Is anyone truly meant to be forgotten? Five years ago, I would have told you the answer to that is 'no,' but now…. Now I suppose I can't be sure of anything. I have pushed you from my mind time and time again. I have forgotten you, but each time you snake you way into my heart again and put me right back where we started.

I suppose I could just leave, I could just go—you did tell me to once. Do you remember? You wouldn't, your erasures work fine. It is only mine that end up botched, only mine that leave me with traces of memories of you. Nothing clear, mind you. Just faint glimpses of the life I lead with you as my co-pilot. I can almost smell the scent of your hair. You know how the past has a smell, but it always manages to evade you? It's that type of smell. Almost, but not quite, there. I remember you were the perfect girl for me, but I suppose you never would have liked to have been called that. You would have considered it classifying you as a "concept." You never did like that, having someone else try to figure you out. Learn what made you tick. I suppose you must be happier now, because the one man who ever got close can't even remember your face anymore. To me, you are merely a nameless entity. A person I know existed, but cannot find. I cannot place you within a time.

I lay on this bed and wonder if you ever laid here with me. I'm almost sure you did. I wonder if you slept next to me here. I wonder if you had sex with me here. I wondered if you erased me because you loved me, or because you hated me. I wonder how I felt about you. I wonder if you are one of the women I pass on street everyday. If I see you and never know. If we pass each other by and don't suspect a thing.
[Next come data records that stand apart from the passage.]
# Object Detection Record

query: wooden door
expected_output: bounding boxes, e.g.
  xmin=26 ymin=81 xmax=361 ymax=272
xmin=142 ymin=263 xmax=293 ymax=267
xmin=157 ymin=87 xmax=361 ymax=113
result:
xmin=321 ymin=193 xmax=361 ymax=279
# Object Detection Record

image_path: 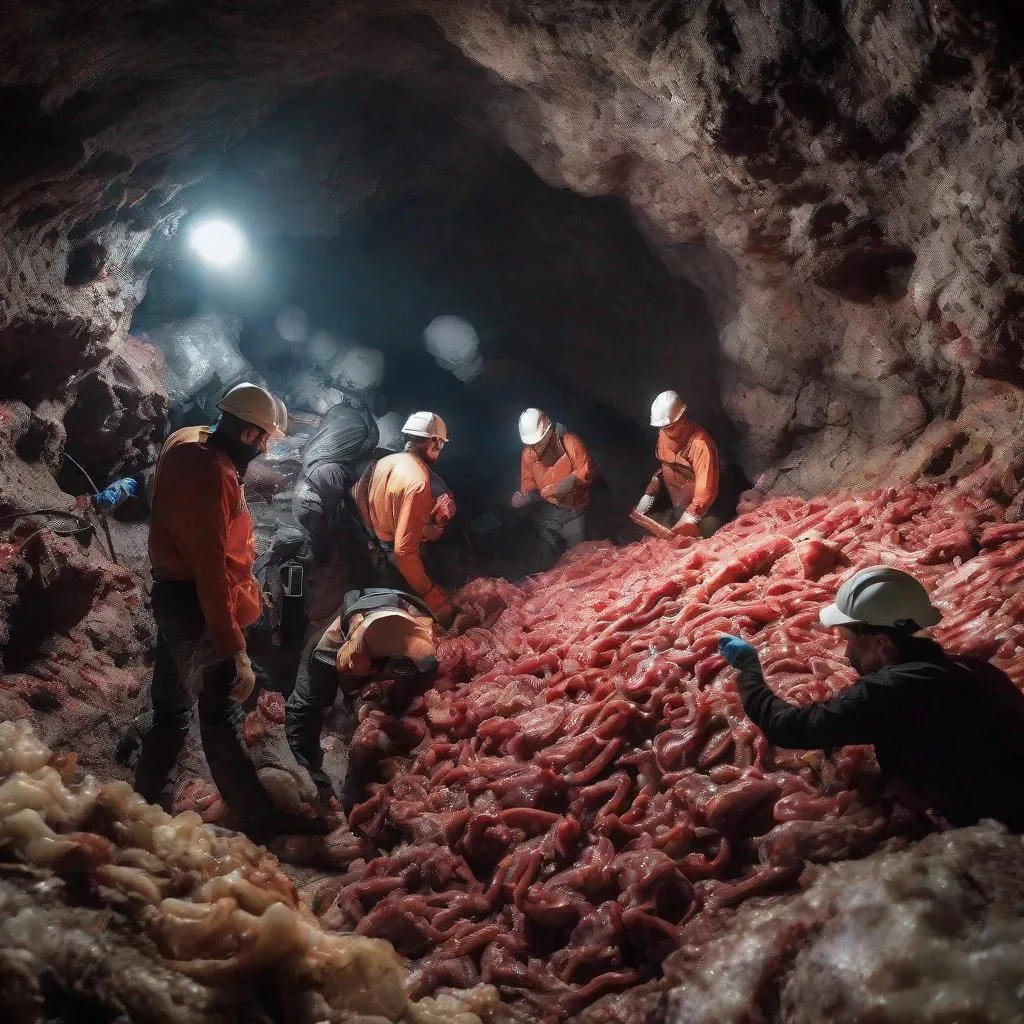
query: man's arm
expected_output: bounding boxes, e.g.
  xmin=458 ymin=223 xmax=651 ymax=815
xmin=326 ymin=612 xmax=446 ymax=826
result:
xmin=562 ymin=434 xmax=594 ymax=487
xmin=394 ymin=484 xmax=433 ymax=596
xmin=686 ymin=434 xmax=718 ymax=519
xmin=192 ymin=464 xmax=246 ymax=657
xmin=519 ymin=449 xmax=540 ymax=497
xmin=733 ymin=650 xmax=895 ymax=750
xmin=644 ymin=468 xmax=662 ymax=498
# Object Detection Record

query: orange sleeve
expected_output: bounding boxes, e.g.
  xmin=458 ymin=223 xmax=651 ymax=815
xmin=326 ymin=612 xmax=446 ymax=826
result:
xmin=189 ymin=463 xmax=246 ymax=657
xmin=519 ymin=447 xmax=540 ymax=495
xmin=394 ymin=484 xmax=434 ymax=595
xmin=562 ymin=434 xmax=593 ymax=487
xmin=686 ymin=432 xmax=718 ymax=516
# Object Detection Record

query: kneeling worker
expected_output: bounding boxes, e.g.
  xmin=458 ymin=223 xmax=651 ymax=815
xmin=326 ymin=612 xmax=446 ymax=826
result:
xmin=353 ymin=412 xmax=455 ymax=627
xmin=512 ymin=409 xmax=592 ymax=553
xmin=636 ymin=391 xmax=718 ymax=537
xmin=135 ymin=384 xmax=322 ymax=839
xmin=285 ymin=588 xmax=437 ymax=808
xmin=719 ymin=565 xmax=1024 ymax=833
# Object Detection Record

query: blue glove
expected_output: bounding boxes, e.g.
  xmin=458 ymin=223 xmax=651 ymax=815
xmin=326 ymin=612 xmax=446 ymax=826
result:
xmin=92 ymin=476 xmax=136 ymax=512
xmin=718 ymin=636 xmax=758 ymax=668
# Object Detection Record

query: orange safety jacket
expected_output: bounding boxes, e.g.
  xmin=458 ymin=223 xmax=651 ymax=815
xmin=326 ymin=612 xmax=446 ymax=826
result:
xmin=519 ymin=427 xmax=592 ymax=511
xmin=355 ymin=452 xmax=447 ymax=611
xmin=646 ymin=416 xmax=718 ymax=518
xmin=150 ymin=427 xmax=262 ymax=657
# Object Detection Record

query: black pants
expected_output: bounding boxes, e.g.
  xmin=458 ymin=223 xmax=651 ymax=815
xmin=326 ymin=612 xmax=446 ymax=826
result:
xmin=535 ymin=501 xmax=587 ymax=555
xmin=135 ymin=583 xmax=271 ymax=824
xmin=285 ymin=617 xmax=350 ymax=798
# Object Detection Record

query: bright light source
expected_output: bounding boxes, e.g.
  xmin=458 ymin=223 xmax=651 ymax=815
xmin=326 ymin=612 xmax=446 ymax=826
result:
xmin=423 ymin=316 xmax=483 ymax=382
xmin=188 ymin=220 xmax=246 ymax=267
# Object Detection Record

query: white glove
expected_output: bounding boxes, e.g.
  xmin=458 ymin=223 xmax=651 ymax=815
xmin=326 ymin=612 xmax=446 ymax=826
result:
xmin=228 ymin=650 xmax=256 ymax=703
xmin=637 ymin=495 xmax=654 ymax=515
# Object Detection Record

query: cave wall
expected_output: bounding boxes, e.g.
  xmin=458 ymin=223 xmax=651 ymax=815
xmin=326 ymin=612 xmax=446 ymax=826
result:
xmin=439 ymin=0 xmax=1024 ymax=490
xmin=8 ymin=0 xmax=1022 ymax=505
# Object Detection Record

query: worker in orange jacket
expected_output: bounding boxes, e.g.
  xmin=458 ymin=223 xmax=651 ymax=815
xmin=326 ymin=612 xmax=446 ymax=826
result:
xmin=354 ymin=412 xmax=455 ymax=627
xmin=135 ymin=383 xmax=321 ymax=839
xmin=636 ymin=391 xmax=718 ymax=537
xmin=512 ymin=409 xmax=593 ymax=553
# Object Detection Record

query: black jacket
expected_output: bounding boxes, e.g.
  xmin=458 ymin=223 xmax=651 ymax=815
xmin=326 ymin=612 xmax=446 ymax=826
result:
xmin=737 ymin=639 xmax=1024 ymax=833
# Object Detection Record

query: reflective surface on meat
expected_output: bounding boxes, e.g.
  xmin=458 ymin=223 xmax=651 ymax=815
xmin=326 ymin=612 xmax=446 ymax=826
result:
xmin=663 ymin=822 xmax=1024 ymax=1024
xmin=314 ymin=486 xmax=1024 ymax=1021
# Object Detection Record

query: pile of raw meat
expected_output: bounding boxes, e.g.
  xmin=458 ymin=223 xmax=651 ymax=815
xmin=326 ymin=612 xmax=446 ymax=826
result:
xmin=0 ymin=721 xmax=500 ymax=1024
xmin=313 ymin=486 xmax=1024 ymax=1021
xmin=663 ymin=822 xmax=1024 ymax=1024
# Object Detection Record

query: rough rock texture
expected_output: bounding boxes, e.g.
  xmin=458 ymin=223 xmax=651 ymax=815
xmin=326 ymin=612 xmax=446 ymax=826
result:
xmin=0 ymin=0 xmax=1022 ymax=492
xmin=441 ymin=0 xmax=1024 ymax=489
xmin=0 ymin=8 xmax=1024 ymax=1024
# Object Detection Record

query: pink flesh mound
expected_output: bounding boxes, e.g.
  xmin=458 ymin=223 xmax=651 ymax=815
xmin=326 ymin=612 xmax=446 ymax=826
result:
xmin=315 ymin=487 xmax=1024 ymax=1021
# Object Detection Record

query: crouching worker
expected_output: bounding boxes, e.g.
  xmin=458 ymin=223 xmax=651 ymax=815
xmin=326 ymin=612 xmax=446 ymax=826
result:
xmin=512 ymin=409 xmax=591 ymax=555
xmin=719 ymin=566 xmax=1024 ymax=833
xmin=135 ymin=384 xmax=321 ymax=841
xmin=286 ymin=588 xmax=437 ymax=809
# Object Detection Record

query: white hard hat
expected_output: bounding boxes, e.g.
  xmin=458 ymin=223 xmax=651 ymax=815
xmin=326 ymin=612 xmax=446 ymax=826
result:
xmin=818 ymin=565 xmax=942 ymax=630
xmin=519 ymin=409 xmax=551 ymax=444
xmin=217 ymin=381 xmax=288 ymax=437
xmin=401 ymin=413 xmax=447 ymax=443
xmin=650 ymin=391 xmax=686 ymax=427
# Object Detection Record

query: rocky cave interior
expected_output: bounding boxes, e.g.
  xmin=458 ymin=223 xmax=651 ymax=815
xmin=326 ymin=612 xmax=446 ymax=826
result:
xmin=0 ymin=6 xmax=1024 ymax=1024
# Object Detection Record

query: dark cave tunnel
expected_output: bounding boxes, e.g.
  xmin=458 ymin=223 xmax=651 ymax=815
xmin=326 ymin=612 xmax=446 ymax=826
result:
xmin=133 ymin=77 xmax=749 ymax=584
xmin=6 ymin=0 xmax=1024 ymax=1024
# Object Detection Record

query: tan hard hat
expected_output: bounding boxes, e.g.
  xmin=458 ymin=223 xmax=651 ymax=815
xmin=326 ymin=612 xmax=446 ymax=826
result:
xmin=519 ymin=409 xmax=551 ymax=444
xmin=650 ymin=391 xmax=686 ymax=427
xmin=818 ymin=565 xmax=942 ymax=631
xmin=401 ymin=412 xmax=447 ymax=443
xmin=217 ymin=381 xmax=288 ymax=437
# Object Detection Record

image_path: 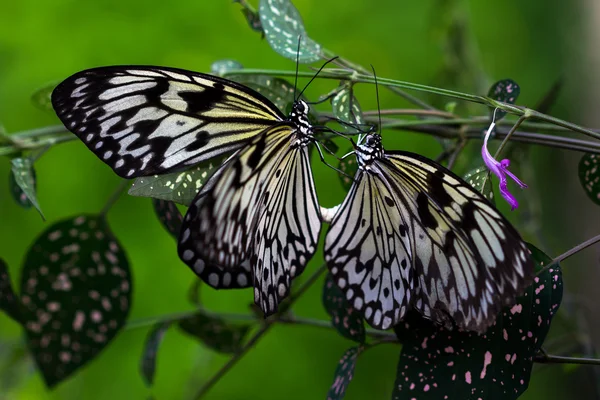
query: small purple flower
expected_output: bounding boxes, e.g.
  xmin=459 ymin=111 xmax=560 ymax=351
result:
xmin=481 ymin=122 xmax=527 ymax=211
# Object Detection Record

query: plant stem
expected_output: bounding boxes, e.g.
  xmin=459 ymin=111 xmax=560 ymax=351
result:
xmin=193 ymin=264 xmax=327 ymax=400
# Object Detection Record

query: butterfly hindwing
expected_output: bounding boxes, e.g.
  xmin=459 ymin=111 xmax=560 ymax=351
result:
xmin=178 ymin=124 xmax=320 ymax=314
xmin=325 ymin=135 xmax=533 ymax=332
xmin=52 ymin=66 xmax=285 ymax=178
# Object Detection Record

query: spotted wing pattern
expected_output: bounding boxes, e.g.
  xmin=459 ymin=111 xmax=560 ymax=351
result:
xmin=178 ymin=124 xmax=321 ymax=315
xmin=325 ymin=134 xmax=533 ymax=332
xmin=52 ymin=66 xmax=285 ymax=178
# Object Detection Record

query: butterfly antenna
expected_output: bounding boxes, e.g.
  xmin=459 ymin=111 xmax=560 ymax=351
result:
xmin=371 ymin=64 xmax=381 ymax=136
xmin=298 ymin=56 xmax=338 ymax=98
xmin=294 ymin=35 xmax=302 ymax=100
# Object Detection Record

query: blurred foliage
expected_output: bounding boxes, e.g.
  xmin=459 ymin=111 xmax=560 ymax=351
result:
xmin=0 ymin=0 xmax=585 ymax=400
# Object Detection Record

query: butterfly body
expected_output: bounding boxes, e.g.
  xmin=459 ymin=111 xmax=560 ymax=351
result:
xmin=325 ymin=134 xmax=533 ymax=332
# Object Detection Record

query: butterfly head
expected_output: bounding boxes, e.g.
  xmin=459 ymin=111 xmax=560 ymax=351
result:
xmin=290 ymin=99 xmax=313 ymax=138
xmin=356 ymin=133 xmax=383 ymax=169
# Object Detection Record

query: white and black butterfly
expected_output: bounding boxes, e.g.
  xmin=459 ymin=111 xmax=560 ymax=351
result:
xmin=325 ymin=133 xmax=534 ymax=332
xmin=52 ymin=66 xmax=286 ymax=178
xmin=52 ymin=66 xmax=321 ymax=314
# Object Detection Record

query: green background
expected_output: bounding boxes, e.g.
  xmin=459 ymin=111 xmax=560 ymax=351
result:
xmin=0 ymin=0 xmax=593 ymax=400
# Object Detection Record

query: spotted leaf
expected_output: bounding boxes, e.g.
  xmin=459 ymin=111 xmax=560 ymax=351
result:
xmin=210 ymin=60 xmax=244 ymax=76
xmin=258 ymin=0 xmax=323 ymax=64
xmin=331 ymin=87 xmax=365 ymax=134
xmin=11 ymin=158 xmax=44 ymax=218
xmin=327 ymin=346 xmax=364 ymax=400
xmin=179 ymin=312 xmax=251 ymax=354
xmin=488 ymin=79 xmax=521 ymax=121
xmin=0 ymin=258 xmax=21 ymax=322
xmin=579 ymin=153 xmax=600 ymax=205
xmin=152 ymin=199 xmax=183 ymax=239
xmin=392 ymin=245 xmax=562 ymax=400
xmin=21 ymin=215 xmax=132 ymax=387
xmin=129 ymin=160 xmax=221 ymax=206
xmin=464 ymin=167 xmax=496 ymax=205
xmin=338 ymin=149 xmax=358 ymax=190
xmin=323 ymin=274 xmax=365 ymax=343
xmin=140 ymin=321 xmax=171 ymax=386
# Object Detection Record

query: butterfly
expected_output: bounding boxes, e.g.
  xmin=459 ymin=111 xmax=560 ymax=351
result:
xmin=52 ymin=66 xmax=321 ymax=314
xmin=324 ymin=133 xmax=534 ymax=332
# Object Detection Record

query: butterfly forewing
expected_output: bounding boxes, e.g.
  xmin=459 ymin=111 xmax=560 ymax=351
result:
xmin=52 ymin=66 xmax=285 ymax=178
xmin=178 ymin=125 xmax=320 ymax=314
xmin=325 ymin=136 xmax=533 ymax=332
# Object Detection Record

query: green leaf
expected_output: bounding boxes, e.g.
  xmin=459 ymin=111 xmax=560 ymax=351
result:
xmin=233 ymin=0 xmax=265 ymax=37
xmin=338 ymin=149 xmax=358 ymax=190
xmin=488 ymin=79 xmax=521 ymax=121
xmin=464 ymin=167 xmax=496 ymax=205
xmin=11 ymin=158 xmax=45 ymax=220
xmin=31 ymin=82 xmax=58 ymax=111
xmin=331 ymin=87 xmax=365 ymax=134
xmin=152 ymin=199 xmax=183 ymax=240
xmin=0 ymin=258 xmax=21 ymax=322
xmin=327 ymin=346 xmax=365 ymax=400
xmin=179 ymin=311 xmax=251 ymax=354
xmin=229 ymin=75 xmax=296 ymax=114
xmin=129 ymin=159 xmax=222 ymax=206
xmin=392 ymin=245 xmax=562 ymax=400
xmin=579 ymin=153 xmax=600 ymax=205
xmin=258 ymin=0 xmax=322 ymax=64
xmin=210 ymin=60 xmax=244 ymax=76
xmin=322 ymin=274 xmax=366 ymax=343
xmin=21 ymin=215 xmax=132 ymax=387
xmin=140 ymin=321 xmax=171 ymax=387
Did you ever live with me? Did I want you to marry me? Did I ever ask you?

Part of me wishes I could go back and have them finish the procedure. Part of me wishes I could go back and demand to know whom I had erased. But I can do neither—I cannot remember where the procedure was done.

All I know is that we have lived in a constant cycle of knowing and not knowing, remembering and forgetting. And maybe it's better to not know who you are this time around. Or maybe, if I did know, I could stop you from erasing your memory again. And if I stopped you, then I wouldn't try to forget you either. I can't know, though. I could never know. You are merely a shadow of the past, a ghost, and that is all you will ever be.

And this is how I live. I look at every woman who passes me, trying to figure out if she could be you. Somehow, none of them seem as though they could be you. They are too normal to be you—I remember you were exuberant. Exciting. Different.

I go to work, I come home. Sometimes, I go to Barnes and Noble on the way in between the two. I love to read. I wonder if you remember that. I wonder if you remember anything. There is a girl there, with brightly colored hair and strong opinions. I like her. She talks to me. She probably thinks I'm boring. In the end, I guess it doesn't matter. It's you I'm supposed to be with.

And in the end, I suppose that's what it comes down to—a tragedy of lost love long forgotten. But the faint ghost of you is etched into my heart, and, every day, I search.